Intratypic osteosarcoma hybrids were constructed by fusing the human osteoblast-like osteosarcoma SaOS-2 with the rat osteoblast-like osteosarcoma UMR-106. Both of these osteosarcomas express liver/bone/kidney alkaline phosphatase (ALPL), but only the UMR-106 cell line expresses osteopontin (OPN), a gene expressed during later stages of osteoblast differentiation. Analysis of osteoblast gene expression in these hybrids demonstrated that ALPL continued to be expressed; however, OPN steady-state mRNA levels were dramatically reduced in four hybrids. Quantitative measurements indicated that OPN steady-state mRNA levels were extinguished by a factor of 20- to 1000-fold. Since SaOS-2 chromosomes are preferentially lost from these hybrids, subclones of extinguished hybrids were isolated that reexpressed OPN mRNA at levels similar to the UMR-106 parental line. These data indicate that trans-acting negative regulatory factors, expressed from the SaOS-2 genome, are responsible for OPN extinction. This report provides the first demonstration of the negative regulation of OPN gene expression and also provides additional evidence that extinction plays a role in the regulation of osteoblast gene expression.
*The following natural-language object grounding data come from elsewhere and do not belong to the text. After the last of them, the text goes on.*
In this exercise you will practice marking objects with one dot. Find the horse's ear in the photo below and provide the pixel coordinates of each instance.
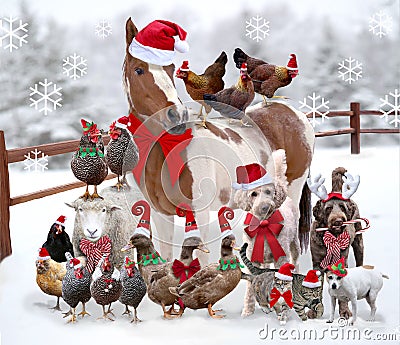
(131, 31)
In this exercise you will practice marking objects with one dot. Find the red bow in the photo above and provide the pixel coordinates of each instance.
(94, 251)
(268, 229)
(171, 145)
(333, 246)
(180, 269)
(275, 295)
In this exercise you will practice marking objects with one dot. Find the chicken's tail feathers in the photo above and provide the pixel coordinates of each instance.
(239, 56)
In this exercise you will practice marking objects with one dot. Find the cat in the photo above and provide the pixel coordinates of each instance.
(303, 297)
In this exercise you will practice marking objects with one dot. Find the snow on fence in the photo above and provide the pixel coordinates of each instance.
(18, 155)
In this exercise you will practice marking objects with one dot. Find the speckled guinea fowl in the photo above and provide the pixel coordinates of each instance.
(76, 286)
(133, 288)
(88, 164)
(122, 154)
(106, 286)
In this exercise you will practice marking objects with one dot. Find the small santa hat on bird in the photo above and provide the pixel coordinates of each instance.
(156, 44)
(141, 207)
(61, 220)
(251, 176)
(191, 230)
(311, 280)
(225, 213)
(285, 272)
(43, 254)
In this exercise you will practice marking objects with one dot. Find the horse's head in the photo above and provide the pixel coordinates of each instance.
(150, 89)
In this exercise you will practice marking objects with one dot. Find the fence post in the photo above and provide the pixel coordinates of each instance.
(5, 239)
(355, 124)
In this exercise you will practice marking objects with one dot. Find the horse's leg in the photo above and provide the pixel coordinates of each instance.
(165, 234)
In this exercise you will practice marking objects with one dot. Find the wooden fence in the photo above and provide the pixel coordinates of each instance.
(18, 155)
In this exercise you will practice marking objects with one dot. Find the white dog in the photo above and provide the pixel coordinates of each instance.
(357, 283)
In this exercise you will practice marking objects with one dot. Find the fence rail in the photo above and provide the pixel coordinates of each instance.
(18, 155)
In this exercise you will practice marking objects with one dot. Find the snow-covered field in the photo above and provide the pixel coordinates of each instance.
(26, 319)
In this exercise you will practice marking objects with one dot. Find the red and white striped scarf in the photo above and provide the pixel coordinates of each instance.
(94, 251)
(333, 246)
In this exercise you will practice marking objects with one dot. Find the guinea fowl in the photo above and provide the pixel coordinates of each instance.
(58, 242)
(88, 163)
(133, 288)
(207, 83)
(122, 154)
(106, 286)
(76, 286)
(174, 273)
(267, 78)
(232, 102)
(148, 259)
(214, 281)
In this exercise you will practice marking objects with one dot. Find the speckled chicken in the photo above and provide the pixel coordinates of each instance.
(267, 78)
(174, 273)
(88, 164)
(209, 82)
(49, 275)
(58, 242)
(232, 102)
(76, 286)
(214, 281)
(133, 288)
(106, 286)
(122, 154)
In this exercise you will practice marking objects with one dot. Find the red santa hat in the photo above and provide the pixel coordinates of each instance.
(251, 176)
(141, 207)
(285, 272)
(311, 280)
(43, 254)
(191, 230)
(156, 44)
(61, 220)
(225, 213)
(292, 63)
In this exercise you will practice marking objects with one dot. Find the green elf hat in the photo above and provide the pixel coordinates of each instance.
(338, 268)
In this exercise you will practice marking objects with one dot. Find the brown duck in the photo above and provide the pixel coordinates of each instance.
(174, 273)
(214, 281)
通过将人成骨细胞样骨肉瘤SaOS-2与大鼠成骨细胞样骨肉瘤UMR-106融合,构建了同型骨肉瘤杂交细胞系。这两种骨肉瘤均表达肝/骨/肾碱性磷酸酶(ALPL),但只有UMR-106细胞系表达骨桥蛋白(OPN),该基因在成骨细胞分化后期表达。对这些杂交细胞系中成骨细胞基因表达的分析表明,ALPL持续表达;然而,在四个杂交细胞系中,OPN稳态mRNA水平显著降低。定量测量表明,OPN稳态mRNA水平降低了20至1000倍。由于SaOS-2染色体在这些杂交细胞系中优先丢失,因此分离出了OPN表达熄灭的杂交细胞系的亚克隆,这些亚克隆重新表达的OPN mRNA水平与UMR-106亲代细胞系相似。这些数据表明,由SaOS-2基因组表达的反式作用负调控因子是OPN表达熄灭的原因。本报告首次证明了OPN基因表达的负调控,也提供了额外的证据表明基因表达熄灭在成骨细胞基因表达调控中起作用。